Lucia M.S. Galli, The Accidental Pilgrimage of a Rich Beggar: The Account of tshong dpon Kha stag ʼDzam yag’s Travels through Tibet, Nepal, and India (1944–1956). (Oxford University)
Lucia Galli's The Accidental Pilgrimage of a Rich Beggar uses a rare personal diary of an ordinary, non-elite cross-border trader to discuss both economic and political histories, as well as to investigate the overlap between pilgrimage and trade.
Petya Andreeva, Fantastic Beasts of the Eurasian Steppes: Toward a Revisionist Approach to Animal-style Art. (University of Pennsylvania)
Petya Andreeva's Fantastic Beasts of the Eurasian Steppes makes a persuasive argument for re-interpreting Central Asian animal-style art in this broad but finely detailed study.

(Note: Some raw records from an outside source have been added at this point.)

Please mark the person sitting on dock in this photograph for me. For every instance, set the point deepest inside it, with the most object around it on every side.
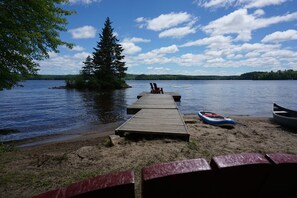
(155, 89)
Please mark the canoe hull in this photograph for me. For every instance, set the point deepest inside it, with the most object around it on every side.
(285, 117)
(217, 121)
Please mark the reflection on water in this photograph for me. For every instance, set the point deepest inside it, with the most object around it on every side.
(106, 106)
(35, 110)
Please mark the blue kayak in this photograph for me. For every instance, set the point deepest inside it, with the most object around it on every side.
(215, 119)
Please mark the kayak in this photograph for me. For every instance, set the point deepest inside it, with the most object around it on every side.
(216, 119)
(284, 116)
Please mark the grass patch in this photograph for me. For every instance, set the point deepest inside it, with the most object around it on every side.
(5, 148)
(193, 145)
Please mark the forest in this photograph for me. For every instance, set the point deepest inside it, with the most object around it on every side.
(272, 75)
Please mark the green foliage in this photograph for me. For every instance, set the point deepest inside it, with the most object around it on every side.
(29, 30)
(278, 75)
(105, 70)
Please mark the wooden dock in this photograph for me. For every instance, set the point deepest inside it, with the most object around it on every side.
(156, 114)
(152, 101)
(176, 96)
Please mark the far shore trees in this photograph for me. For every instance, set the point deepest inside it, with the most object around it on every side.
(106, 68)
(29, 31)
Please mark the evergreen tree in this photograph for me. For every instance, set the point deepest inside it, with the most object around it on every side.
(109, 69)
(28, 31)
(88, 69)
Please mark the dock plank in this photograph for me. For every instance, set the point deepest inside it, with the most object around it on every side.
(156, 122)
(176, 96)
(152, 101)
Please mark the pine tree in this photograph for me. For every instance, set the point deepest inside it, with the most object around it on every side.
(29, 30)
(88, 69)
(109, 69)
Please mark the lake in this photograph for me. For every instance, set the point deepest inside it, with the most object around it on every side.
(35, 110)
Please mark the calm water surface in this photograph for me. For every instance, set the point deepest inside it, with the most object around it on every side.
(35, 110)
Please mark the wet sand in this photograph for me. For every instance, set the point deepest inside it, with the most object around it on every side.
(51, 162)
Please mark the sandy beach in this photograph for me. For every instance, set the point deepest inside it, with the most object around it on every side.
(45, 163)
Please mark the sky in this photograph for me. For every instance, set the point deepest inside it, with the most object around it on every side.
(188, 37)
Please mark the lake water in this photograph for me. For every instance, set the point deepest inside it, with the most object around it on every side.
(35, 110)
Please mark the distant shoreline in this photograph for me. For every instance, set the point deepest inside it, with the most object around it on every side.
(29, 171)
(278, 75)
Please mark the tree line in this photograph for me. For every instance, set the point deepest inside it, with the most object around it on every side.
(105, 69)
(278, 75)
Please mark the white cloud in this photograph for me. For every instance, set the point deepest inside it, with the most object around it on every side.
(177, 32)
(78, 48)
(82, 55)
(263, 3)
(165, 21)
(166, 50)
(84, 1)
(258, 13)
(139, 40)
(130, 47)
(214, 41)
(278, 36)
(241, 23)
(83, 32)
(238, 3)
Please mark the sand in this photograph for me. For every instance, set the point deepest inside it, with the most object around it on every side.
(48, 165)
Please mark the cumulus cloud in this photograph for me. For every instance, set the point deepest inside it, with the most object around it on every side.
(130, 47)
(164, 21)
(78, 48)
(238, 3)
(218, 40)
(178, 32)
(278, 36)
(174, 25)
(83, 32)
(263, 3)
(84, 1)
(241, 23)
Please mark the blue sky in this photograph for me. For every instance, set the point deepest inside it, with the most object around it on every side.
(191, 37)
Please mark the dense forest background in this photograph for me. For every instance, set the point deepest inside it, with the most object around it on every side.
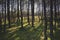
(29, 19)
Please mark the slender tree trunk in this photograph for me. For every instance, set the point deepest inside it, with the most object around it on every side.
(1, 18)
(51, 20)
(32, 10)
(5, 18)
(45, 18)
(8, 12)
(18, 9)
(28, 13)
(21, 14)
(55, 15)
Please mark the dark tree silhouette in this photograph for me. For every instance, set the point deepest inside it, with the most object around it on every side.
(5, 17)
(45, 18)
(8, 12)
(51, 19)
(32, 10)
(21, 2)
(28, 12)
(1, 17)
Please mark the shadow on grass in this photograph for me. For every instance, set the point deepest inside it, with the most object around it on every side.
(28, 33)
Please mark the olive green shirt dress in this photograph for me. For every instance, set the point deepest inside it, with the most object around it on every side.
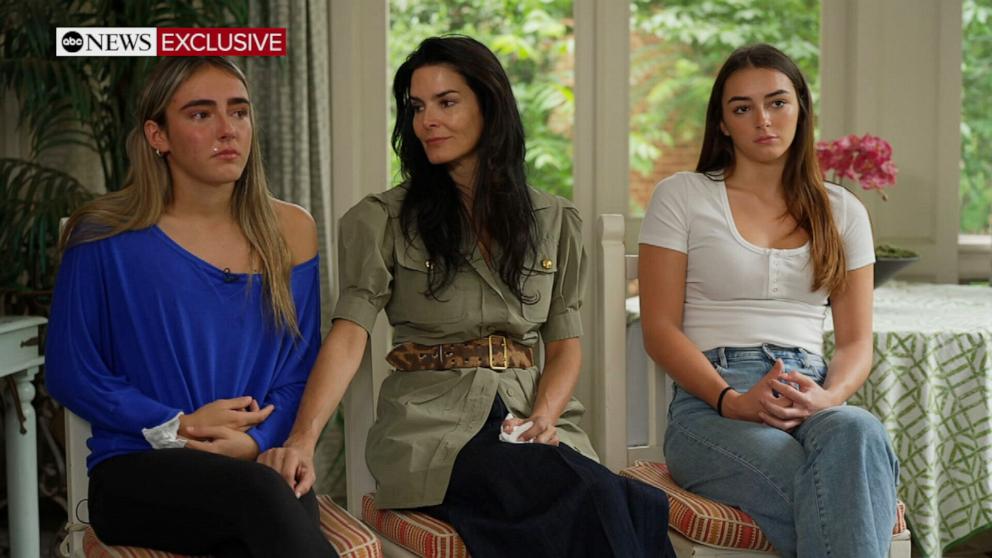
(425, 417)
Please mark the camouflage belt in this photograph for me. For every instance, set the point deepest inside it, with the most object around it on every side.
(497, 352)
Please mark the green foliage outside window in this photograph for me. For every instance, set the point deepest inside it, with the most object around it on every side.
(976, 118)
(677, 46)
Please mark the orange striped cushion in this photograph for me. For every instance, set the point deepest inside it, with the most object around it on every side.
(417, 532)
(350, 537)
(708, 522)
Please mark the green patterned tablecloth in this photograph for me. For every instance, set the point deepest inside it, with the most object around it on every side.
(931, 385)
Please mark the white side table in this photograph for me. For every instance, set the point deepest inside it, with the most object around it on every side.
(19, 359)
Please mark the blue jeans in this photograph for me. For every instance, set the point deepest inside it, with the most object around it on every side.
(828, 488)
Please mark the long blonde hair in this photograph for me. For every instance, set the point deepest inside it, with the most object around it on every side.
(147, 191)
(806, 197)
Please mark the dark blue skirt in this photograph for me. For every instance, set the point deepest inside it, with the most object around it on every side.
(523, 500)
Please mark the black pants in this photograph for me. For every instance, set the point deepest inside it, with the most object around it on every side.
(545, 501)
(192, 502)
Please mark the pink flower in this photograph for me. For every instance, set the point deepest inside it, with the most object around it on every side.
(866, 159)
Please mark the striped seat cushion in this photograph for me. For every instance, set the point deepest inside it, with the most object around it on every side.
(349, 536)
(417, 532)
(708, 522)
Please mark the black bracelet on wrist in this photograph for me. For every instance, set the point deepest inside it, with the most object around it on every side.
(719, 400)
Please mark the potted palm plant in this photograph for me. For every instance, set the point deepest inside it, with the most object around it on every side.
(868, 161)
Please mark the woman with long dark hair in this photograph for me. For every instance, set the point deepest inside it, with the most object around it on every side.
(473, 267)
(185, 320)
(737, 263)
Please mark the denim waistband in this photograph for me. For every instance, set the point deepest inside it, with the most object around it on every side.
(724, 355)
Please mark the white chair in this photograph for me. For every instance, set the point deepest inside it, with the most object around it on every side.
(691, 514)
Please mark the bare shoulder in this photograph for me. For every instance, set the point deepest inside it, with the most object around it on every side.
(298, 228)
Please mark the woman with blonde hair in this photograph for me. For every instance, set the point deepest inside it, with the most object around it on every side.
(184, 324)
(737, 263)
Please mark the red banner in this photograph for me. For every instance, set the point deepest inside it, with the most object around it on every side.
(218, 41)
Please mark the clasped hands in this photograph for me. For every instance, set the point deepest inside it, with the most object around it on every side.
(781, 400)
(220, 427)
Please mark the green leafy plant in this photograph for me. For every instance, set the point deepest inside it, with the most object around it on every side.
(64, 102)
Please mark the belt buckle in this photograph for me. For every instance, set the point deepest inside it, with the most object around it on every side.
(506, 355)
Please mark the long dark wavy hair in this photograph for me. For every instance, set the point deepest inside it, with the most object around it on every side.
(501, 207)
(806, 196)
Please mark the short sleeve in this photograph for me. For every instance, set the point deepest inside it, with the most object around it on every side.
(859, 246)
(365, 262)
(666, 219)
(564, 321)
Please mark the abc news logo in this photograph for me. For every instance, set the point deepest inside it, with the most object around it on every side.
(170, 41)
(105, 41)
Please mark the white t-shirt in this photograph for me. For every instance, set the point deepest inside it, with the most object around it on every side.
(738, 294)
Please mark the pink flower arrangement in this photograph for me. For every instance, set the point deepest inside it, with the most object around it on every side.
(866, 159)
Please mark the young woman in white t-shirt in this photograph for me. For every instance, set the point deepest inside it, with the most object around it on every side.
(737, 263)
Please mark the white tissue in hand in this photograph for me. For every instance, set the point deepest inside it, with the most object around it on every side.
(514, 436)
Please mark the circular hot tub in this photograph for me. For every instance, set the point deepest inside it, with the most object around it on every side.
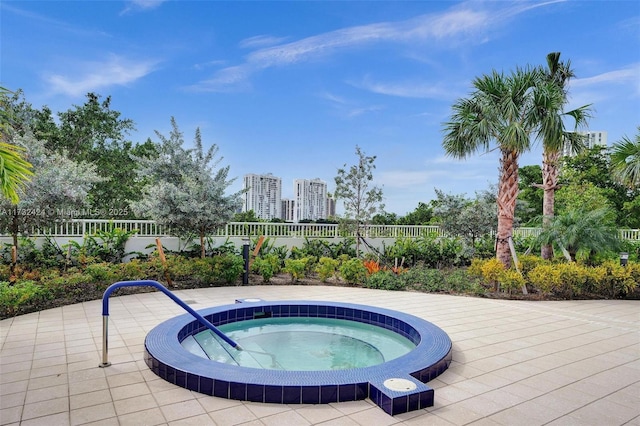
(429, 356)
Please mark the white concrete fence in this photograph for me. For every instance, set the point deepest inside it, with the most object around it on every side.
(280, 234)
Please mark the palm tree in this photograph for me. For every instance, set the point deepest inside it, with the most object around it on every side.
(590, 231)
(501, 109)
(15, 171)
(625, 159)
(554, 136)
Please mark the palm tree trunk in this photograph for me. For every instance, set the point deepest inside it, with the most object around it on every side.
(507, 196)
(550, 170)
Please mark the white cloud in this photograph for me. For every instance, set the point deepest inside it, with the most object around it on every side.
(260, 41)
(465, 22)
(405, 89)
(141, 5)
(93, 76)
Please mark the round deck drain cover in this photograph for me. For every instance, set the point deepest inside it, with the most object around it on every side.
(400, 385)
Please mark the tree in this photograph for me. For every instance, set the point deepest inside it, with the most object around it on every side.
(57, 191)
(554, 96)
(589, 231)
(385, 218)
(422, 215)
(529, 193)
(625, 159)
(186, 189)
(353, 186)
(594, 166)
(248, 216)
(469, 219)
(501, 109)
(96, 133)
(15, 171)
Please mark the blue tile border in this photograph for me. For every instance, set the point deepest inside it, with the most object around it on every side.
(166, 357)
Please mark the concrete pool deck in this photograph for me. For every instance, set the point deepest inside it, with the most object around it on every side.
(514, 363)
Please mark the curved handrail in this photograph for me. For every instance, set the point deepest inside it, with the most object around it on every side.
(157, 285)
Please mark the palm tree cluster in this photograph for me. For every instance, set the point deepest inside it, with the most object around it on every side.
(509, 112)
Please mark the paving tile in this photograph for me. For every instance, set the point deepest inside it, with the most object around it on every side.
(148, 417)
(181, 410)
(92, 413)
(137, 403)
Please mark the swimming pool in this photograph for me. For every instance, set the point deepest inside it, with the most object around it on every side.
(300, 344)
(396, 385)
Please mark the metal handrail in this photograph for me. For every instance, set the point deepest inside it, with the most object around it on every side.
(157, 285)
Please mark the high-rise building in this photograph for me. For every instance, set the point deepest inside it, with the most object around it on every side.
(288, 210)
(331, 207)
(310, 199)
(592, 139)
(263, 195)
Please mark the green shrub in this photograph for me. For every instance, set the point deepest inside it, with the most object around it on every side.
(267, 266)
(326, 268)
(424, 279)
(353, 271)
(296, 268)
(511, 280)
(14, 298)
(545, 278)
(385, 280)
(227, 268)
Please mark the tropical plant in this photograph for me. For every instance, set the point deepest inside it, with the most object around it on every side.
(503, 109)
(575, 231)
(553, 95)
(625, 159)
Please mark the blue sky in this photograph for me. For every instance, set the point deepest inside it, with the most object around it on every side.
(291, 88)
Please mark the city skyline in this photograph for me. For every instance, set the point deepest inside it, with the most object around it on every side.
(293, 87)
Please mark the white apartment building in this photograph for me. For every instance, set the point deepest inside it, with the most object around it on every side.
(593, 139)
(263, 195)
(310, 199)
(288, 210)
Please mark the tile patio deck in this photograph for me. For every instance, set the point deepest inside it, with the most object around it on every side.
(514, 363)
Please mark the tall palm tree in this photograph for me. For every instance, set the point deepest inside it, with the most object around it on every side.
(501, 110)
(554, 80)
(15, 171)
(625, 159)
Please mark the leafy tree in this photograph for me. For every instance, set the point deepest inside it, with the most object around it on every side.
(554, 96)
(470, 219)
(587, 231)
(186, 188)
(625, 159)
(422, 215)
(249, 216)
(503, 109)
(96, 133)
(57, 191)
(353, 186)
(595, 166)
(385, 218)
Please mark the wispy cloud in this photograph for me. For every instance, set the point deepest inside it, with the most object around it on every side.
(260, 41)
(405, 89)
(465, 22)
(348, 108)
(49, 22)
(94, 76)
(141, 6)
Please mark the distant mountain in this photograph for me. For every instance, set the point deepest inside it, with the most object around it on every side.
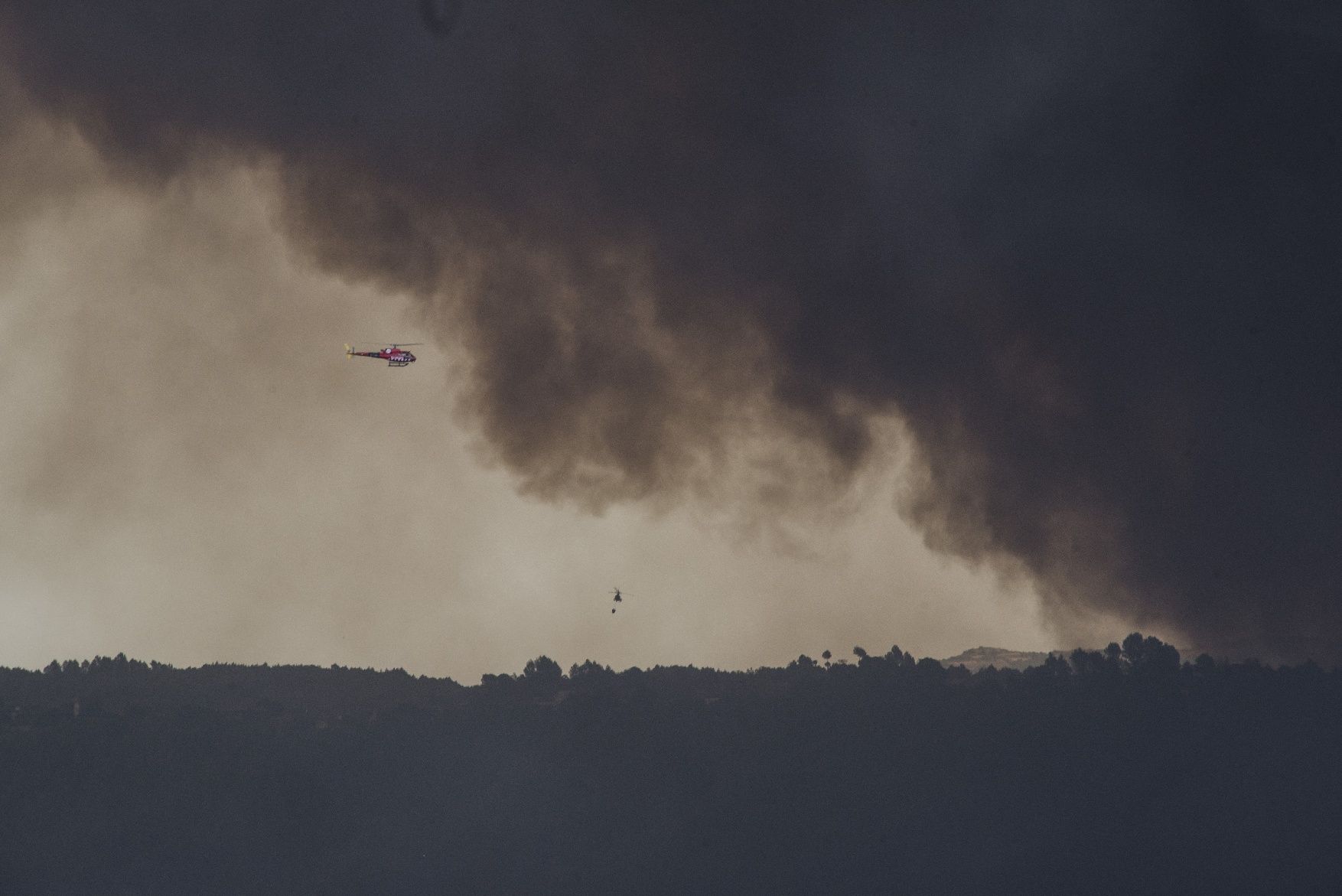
(982, 657)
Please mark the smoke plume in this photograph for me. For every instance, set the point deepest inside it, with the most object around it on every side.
(1087, 253)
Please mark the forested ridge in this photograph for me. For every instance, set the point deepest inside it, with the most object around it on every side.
(1119, 771)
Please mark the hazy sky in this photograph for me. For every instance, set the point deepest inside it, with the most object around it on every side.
(715, 288)
(194, 472)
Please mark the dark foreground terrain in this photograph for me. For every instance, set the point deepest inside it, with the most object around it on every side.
(1118, 771)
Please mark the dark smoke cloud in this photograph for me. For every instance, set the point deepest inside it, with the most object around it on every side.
(1087, 251)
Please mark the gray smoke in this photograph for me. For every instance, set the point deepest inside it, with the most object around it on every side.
(1087, 253)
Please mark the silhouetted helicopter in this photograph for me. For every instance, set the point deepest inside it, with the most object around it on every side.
(393, 354)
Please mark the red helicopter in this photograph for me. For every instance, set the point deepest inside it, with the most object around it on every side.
(395, 356)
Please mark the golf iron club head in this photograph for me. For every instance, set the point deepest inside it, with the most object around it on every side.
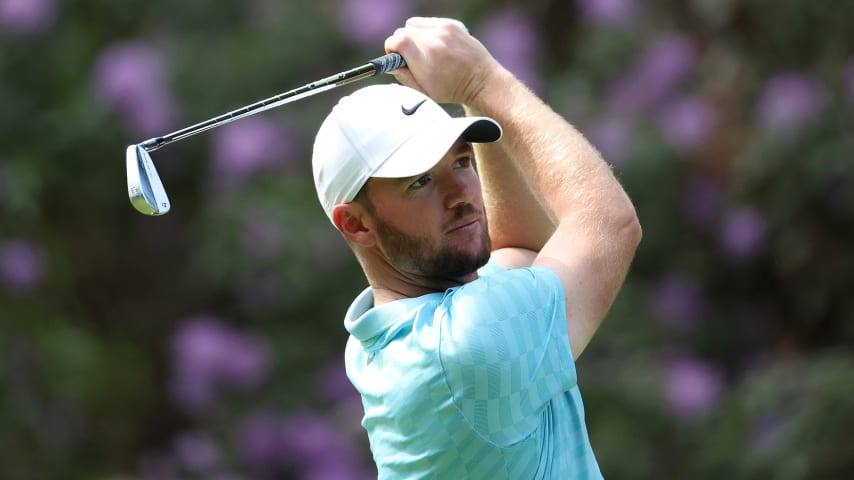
(145, 189)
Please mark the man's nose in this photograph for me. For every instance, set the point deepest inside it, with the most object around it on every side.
(458, 190)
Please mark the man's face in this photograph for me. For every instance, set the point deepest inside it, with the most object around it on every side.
(433, 225)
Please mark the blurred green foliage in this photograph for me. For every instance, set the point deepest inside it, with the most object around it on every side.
(727, 354)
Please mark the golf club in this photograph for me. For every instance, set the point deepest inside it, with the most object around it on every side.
(145, 188)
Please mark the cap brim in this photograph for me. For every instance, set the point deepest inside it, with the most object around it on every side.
(427, 147)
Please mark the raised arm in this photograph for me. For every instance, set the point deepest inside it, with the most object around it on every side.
(597, 229)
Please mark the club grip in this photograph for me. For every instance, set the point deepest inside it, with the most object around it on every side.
(388, 63)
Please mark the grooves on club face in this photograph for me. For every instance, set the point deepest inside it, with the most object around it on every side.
(145, 189)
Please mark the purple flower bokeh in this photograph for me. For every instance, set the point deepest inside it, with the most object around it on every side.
(677, 302)
(369, 22)
(701, 201)
(788, 102)
(27, 16)
(608, 12)
(692, 387)
(305, 442)
(250, 146)
(21, 265)
(687, 122)
(660, 68)
(209, 356)
(512, 39)
(612, 136)
(743, 233)
(130, 78)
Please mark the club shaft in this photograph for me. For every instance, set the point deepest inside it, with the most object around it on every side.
(386, 63)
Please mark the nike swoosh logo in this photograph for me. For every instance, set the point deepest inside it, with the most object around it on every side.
(412, 109)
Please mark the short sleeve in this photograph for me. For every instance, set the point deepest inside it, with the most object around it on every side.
(505, 350)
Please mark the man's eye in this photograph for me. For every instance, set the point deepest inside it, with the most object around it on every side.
(463, 162)
(420, 183)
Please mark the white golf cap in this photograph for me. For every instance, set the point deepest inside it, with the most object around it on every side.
(386, 131)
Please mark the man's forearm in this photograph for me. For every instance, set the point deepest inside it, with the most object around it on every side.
(517, 218)
(563, 167)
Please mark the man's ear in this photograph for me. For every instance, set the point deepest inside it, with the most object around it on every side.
(352, 221)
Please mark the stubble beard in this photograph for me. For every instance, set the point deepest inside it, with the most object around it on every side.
(422, 256)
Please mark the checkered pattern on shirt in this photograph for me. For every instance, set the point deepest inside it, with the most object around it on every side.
(497, 401)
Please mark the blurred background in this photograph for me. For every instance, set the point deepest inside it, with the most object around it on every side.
(207, 343)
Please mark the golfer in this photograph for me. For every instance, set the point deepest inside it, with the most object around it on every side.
(487, 279)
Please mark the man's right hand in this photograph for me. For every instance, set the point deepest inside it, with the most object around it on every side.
(443, 60)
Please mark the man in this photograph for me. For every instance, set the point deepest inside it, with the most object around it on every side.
(485, 283)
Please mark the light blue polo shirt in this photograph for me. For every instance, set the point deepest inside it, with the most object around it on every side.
(476, 382)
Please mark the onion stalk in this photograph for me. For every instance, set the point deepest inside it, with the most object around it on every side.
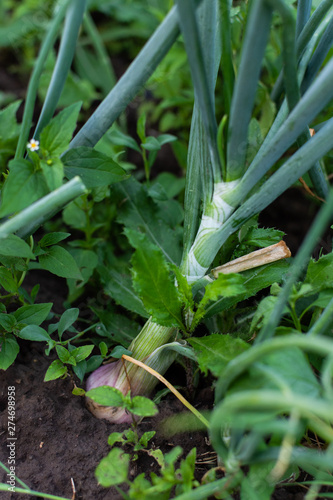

The range of localities integrated into this thesis, and the consequent breadth of necessary cultural proficiencies, is truly remarkable.
Ground-breaking Subject Matter Accolade
Kyle Jackson, Colonial Conquest and Religious Entanglement: A Mizo History from Northeast India (c. 1890-1920). (Warwick University)
Kyle Jackson's Colonial Conquest and Religious Entanglement: A Mizo History from Northeast India (c. 1890-1920) combines a thorough empirical study and provocative methodological interventions, with his appeal to reconsider established notions of scale and space, as well as his suggestion to take into account animal-centric histories.
Most Accessible and Captivating Work for the Non-specialist Reader Accolade
Faizah Binte Zakaria, Sacral Ecologies of the North Sumatran Highlands: An Environmental History of Conversions, 1800-1928. (Yale University)
Faizah Zakaria's Sacral Ecologies of the North Sumatran Highlands analyses socio-environmental changes during the transition from animist to monotheistic religions and demonstrates an impressive command of diverse sources and engagement with wider debates. It convincingly portrays conversion as a continuous process of reconfiguring the natural environment, shifting the centre of sacral power to built landscapes, divorcing man from the local.